An audience going into an R-rated animated comedy with anthropomorphic wieners isn’t expecting much in the way of subtlety or restraint, but that audience does expect laughs. Surprisingly, genuine comedy got left off the shopping list in “Sausage Party,” a film designed to be raucous and bawdy that instead winds up sporadically amusing and mostly tedious.
Granted, the idea of living grocery products believing in the glory of a “Great Beyond” that lies just outside their market’s automated doors — only to discover that their “gods” are monstrous humans who plan to devour every last one of them — is a promising idea, and one that no doubt greatly amused co-writers Seth Rogen and Evan Goldberg (“Preacher,” “This Is the End”). But some goofy ideas are best left tacked to a bulletin board (or turned into a ten-minute short) rather than stretched out to feature length.
Rogen voices Frank, a hot dog in a package; he’s excited that the impending “Red, White and Blue Day” (July 4) means he’ll not only get to leave the store but also finally nestle himself inside his girlfriend Brenda (Kristen Wiig), a bun residing in her own plastic housing. (Naturally, the sausages come 10 to a pack while there are only eight buns to a bag.)
They’re on their way to fulfilling their destiny when a returned jar of honey mustard (Danny McBride) rants to his fellow groceries that everything they’ve heard about the Great Beyond is a lie. As the condiment leaps to his death, Frank and Brenda fall out of the cart trying to save him, leading to one of the film’s few genuinely hilarious moments, a clean-up on Aisle 2 that resembles the beginning of “Saving Private Ryan.”
Frank pursues answers — in turn, he’s pursued by a vengeful Douche (Nick Kroll, reprising his “Kroll Show” Bobby Bottleservice character) — as fellow frankfurter Barry (Michael Cera), having witnessed the brutality of where the groceries go, tries to get back inside the store.
When “Sausage Party” isn’t spinning its wheels with an unengaging plot, it tries to comment on ethnic stereotypes while, more often than not, indulging in them: in addition to Salma Hayek as a taco shell who has eyes for Brenda’s curvy form, we get a bagel (Edward Norton, offering a weak Woody Allen impersonation) and a lavash (David Krumholtz) bickering over the occupied territory of the Ethnic Foods aisle, as well as Bill Hader doubling up as both a mustachioed tequila bottle and a “Firewater” whiskey bottle in a performance that will no doubt offend Native Americans throughout the continent.
The animation itself, directed by Greg Tiernan (“Thomas and Friends”) and Conrad Vernon (“Annoying Orange”), is serviceable, but the narrative never fully engages with the notion of the supermarket as a bustling community at night when the doors close. (To be fair, it tackles this idea far better than the legendary animated disaster “Foodfight!” did, but that’s about as low as low bars go.)
The screenplay — from writers Rogen, Goldberg, Kyle Hunter and Ariel Shaffir (“The Night Before”) — almost never pushes the boundaries far enough, seemingly patting itself on the back for peppering the f-word into a cartoon with such frequency.
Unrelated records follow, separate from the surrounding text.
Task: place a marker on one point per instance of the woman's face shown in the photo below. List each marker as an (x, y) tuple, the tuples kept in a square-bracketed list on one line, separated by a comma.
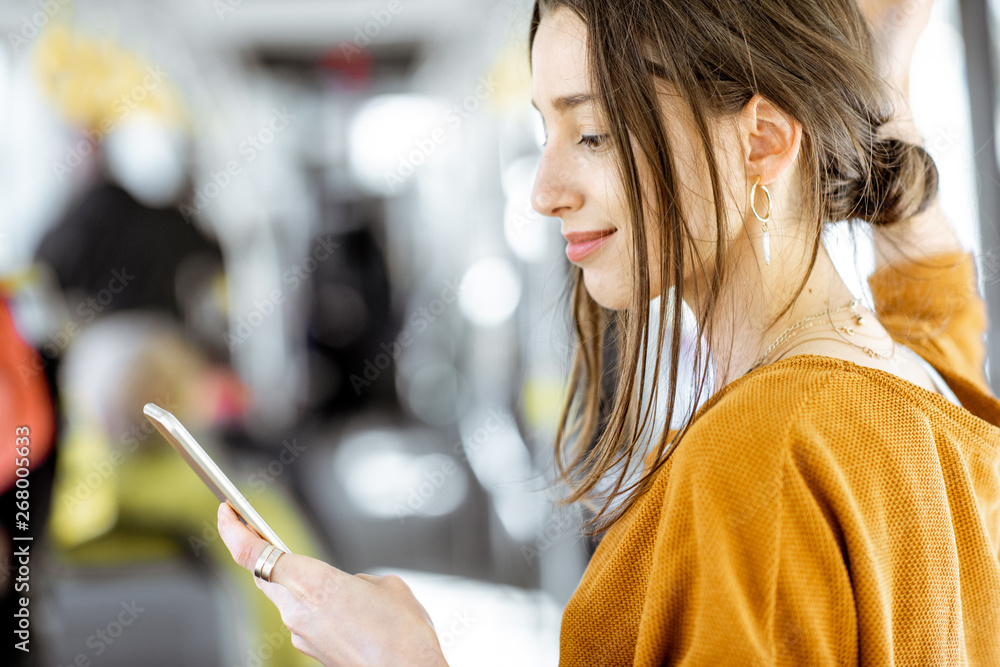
[(578, 180)]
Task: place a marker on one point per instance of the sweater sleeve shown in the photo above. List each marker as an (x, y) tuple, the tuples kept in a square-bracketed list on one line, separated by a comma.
[(933, 305), (748, 564)]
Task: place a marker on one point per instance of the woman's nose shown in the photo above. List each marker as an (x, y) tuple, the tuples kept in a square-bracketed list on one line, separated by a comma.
[(554, 192)]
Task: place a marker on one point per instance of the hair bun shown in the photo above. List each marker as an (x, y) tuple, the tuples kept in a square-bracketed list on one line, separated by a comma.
[(902, 181)]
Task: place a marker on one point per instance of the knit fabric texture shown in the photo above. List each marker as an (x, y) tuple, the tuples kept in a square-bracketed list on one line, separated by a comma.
[(819, 512)]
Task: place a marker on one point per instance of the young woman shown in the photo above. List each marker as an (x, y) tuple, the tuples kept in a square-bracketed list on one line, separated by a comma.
[(837, 500)]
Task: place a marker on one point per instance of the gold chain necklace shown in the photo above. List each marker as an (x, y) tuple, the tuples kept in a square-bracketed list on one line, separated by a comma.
[(813, 320)]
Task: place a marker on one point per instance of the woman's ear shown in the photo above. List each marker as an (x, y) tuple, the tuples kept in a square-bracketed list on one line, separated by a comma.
[(770, 139)]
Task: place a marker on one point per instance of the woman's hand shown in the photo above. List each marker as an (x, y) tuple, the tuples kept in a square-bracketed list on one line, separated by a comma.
[(337, 618), (897, 25)]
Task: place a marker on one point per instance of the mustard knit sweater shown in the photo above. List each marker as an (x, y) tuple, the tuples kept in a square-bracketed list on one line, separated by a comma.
[(819, 512)]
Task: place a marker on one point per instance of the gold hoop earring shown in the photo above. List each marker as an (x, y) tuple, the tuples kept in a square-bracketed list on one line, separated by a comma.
[(753, 207)]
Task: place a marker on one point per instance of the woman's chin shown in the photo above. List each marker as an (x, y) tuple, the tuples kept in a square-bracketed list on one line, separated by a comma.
[(610, 294)]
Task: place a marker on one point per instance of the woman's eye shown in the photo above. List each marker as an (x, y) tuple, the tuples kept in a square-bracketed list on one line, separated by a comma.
[(594, 140)]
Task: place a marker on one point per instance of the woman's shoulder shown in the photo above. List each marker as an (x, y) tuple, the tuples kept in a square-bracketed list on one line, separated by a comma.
[(801, 403)]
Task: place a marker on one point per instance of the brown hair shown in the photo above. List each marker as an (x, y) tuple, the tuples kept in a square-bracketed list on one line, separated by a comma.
[(814, 60)]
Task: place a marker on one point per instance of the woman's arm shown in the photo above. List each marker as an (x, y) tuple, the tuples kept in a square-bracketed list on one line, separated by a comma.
[(340, 619), (897, 25)]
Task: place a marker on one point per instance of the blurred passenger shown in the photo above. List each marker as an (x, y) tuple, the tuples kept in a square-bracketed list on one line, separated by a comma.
[(123, 495), (27, 423), (836, 500)]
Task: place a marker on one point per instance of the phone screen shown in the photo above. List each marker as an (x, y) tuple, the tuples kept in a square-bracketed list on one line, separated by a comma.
[(210, 473)]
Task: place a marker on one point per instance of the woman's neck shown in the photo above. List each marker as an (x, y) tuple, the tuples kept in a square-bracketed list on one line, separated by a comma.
[(755, 294)]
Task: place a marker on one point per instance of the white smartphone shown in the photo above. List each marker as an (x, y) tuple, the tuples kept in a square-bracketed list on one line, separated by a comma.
[(216, 480)]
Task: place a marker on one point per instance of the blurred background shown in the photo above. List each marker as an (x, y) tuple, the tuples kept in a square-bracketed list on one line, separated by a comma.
[(304, 228)]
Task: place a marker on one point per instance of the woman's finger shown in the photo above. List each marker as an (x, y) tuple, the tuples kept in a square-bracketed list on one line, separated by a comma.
[(310, 581), (244, 544)]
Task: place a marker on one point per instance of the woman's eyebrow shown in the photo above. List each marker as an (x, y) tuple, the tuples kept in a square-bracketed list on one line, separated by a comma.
[(567, 102)]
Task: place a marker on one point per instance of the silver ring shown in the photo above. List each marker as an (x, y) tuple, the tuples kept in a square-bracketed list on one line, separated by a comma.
[(264, 555)]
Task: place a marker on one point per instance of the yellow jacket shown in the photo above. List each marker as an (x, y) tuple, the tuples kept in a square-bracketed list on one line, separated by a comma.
[(819, 512)]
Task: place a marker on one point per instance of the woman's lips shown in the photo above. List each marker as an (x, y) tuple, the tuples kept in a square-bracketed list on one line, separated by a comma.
[(582, 244)]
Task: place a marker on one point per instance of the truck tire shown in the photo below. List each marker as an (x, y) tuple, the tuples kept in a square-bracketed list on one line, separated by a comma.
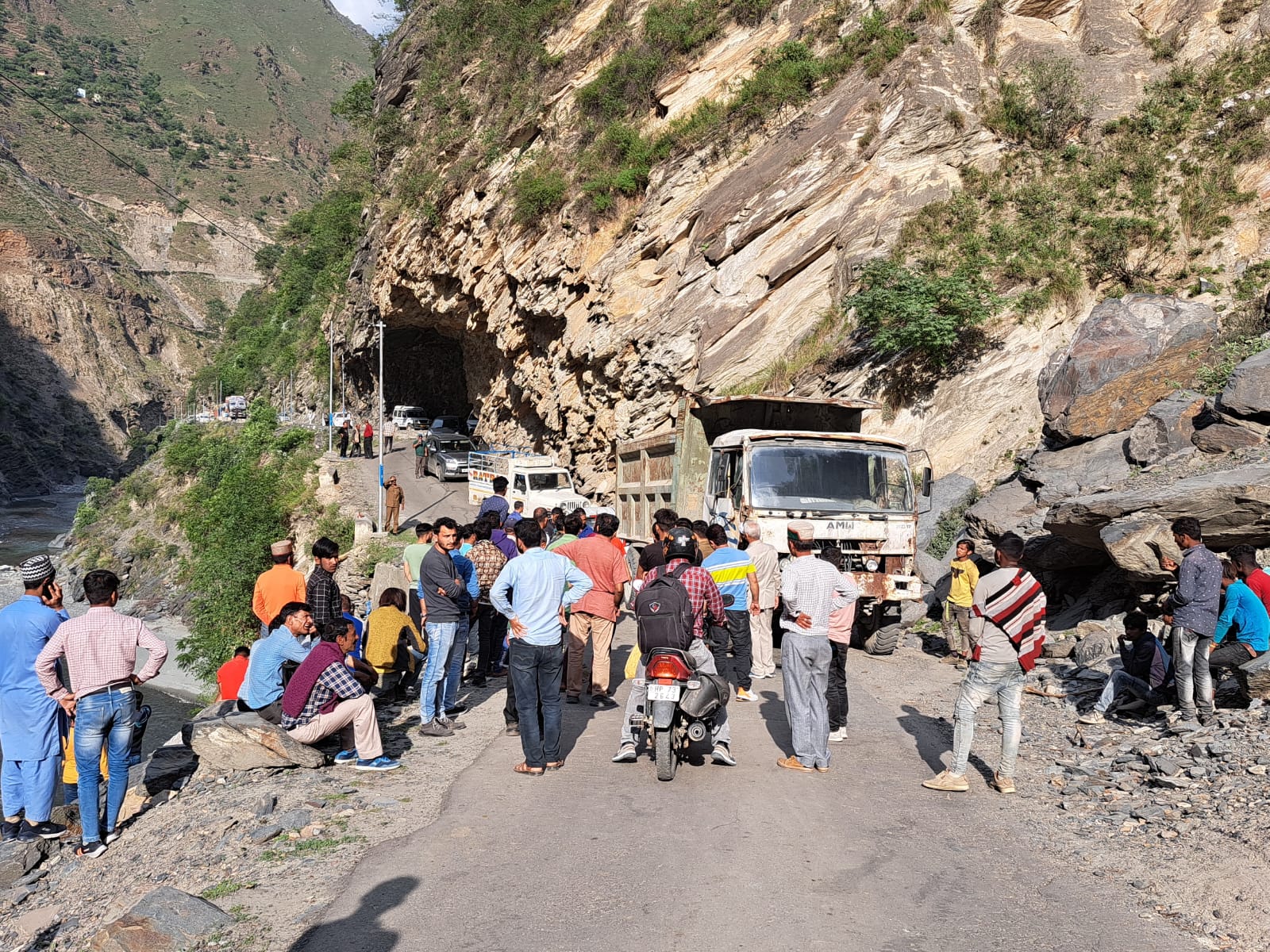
[(886, 640), (667, 757)]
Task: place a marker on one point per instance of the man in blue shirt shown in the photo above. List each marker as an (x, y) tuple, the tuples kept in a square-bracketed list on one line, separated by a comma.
[(1242, 616), (29, 715), (533, 592), (262, 687)]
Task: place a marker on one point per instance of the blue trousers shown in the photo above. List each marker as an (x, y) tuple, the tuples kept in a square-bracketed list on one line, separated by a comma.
[(27, 787)]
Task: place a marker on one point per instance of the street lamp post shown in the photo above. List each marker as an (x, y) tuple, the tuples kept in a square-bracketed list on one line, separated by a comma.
[(380, 325)]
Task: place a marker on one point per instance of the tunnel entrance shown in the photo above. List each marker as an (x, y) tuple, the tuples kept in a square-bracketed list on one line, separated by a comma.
[(425, 368)]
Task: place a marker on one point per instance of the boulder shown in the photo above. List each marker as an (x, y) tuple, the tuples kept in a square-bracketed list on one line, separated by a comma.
[(1095, 641), (1133, 543), (245, 742), (946, 493), (1009, 508), (1122, 361), (1248, 393), (163, 920), (1166, 428), (1232, 505), (1086, 467)]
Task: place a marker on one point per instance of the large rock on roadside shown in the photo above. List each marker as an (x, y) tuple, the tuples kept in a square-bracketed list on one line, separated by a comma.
[(1009, 508), (163, 920), (1166, 428), (1122, 361), (1248, 393), (1233, 507), (1132, 543), (1075, 471), (245, 742)]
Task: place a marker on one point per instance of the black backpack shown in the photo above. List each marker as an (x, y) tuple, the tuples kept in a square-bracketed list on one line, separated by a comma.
[(664, 613)]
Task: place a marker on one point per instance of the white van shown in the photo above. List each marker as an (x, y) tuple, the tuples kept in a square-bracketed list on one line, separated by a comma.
[(412, 418)]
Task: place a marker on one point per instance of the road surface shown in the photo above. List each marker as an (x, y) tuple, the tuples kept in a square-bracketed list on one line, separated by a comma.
[(602, 856)]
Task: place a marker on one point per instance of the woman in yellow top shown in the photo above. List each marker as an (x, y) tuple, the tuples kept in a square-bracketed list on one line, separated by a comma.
[(389, 631)]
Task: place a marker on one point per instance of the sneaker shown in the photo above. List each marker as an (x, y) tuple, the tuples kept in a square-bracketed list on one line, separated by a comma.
[(48, 829), (90, 850), (793, 763), (949, 782), (625, 754), (380, 763)]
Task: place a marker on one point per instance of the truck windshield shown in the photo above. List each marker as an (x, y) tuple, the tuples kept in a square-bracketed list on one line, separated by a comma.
[(549, 480), (829, 479)]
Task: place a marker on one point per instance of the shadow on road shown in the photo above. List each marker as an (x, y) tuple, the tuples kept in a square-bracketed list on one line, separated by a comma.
[(361, 931)]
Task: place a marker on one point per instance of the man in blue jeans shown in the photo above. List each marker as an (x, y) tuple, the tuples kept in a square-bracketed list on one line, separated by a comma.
[(1007, 630), (101, 651), (533, 590), (444, 596)]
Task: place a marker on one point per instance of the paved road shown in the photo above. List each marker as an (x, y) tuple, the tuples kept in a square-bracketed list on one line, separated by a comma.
[(601, 856)]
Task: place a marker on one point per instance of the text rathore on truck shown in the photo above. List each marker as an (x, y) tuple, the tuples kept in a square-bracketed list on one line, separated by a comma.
[(772, 460)]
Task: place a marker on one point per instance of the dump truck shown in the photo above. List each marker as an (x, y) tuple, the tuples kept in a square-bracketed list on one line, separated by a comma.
[(533, 479), (772, 460)]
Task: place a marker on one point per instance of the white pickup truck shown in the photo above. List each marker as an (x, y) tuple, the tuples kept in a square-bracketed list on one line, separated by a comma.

There’s one wonderfully outrageous moment at the film’s (literal) climax, but along the way there, there are neither successful jokes nor a captivating story to keep the proceedings moving. The dopey food puns turn out to be the one source of consistent mirth, and while it’s daring for any movie to go out on a limb to proselytize for atheism, the jabs at religion feel a little forced and unfocused.
There’s a goofy spree of a movie buried deep within “Sausage Party,” but it’s missing both the spree and the goofs. This comedy needed to be a lot smarter if it wanted to succeed at being this stupid.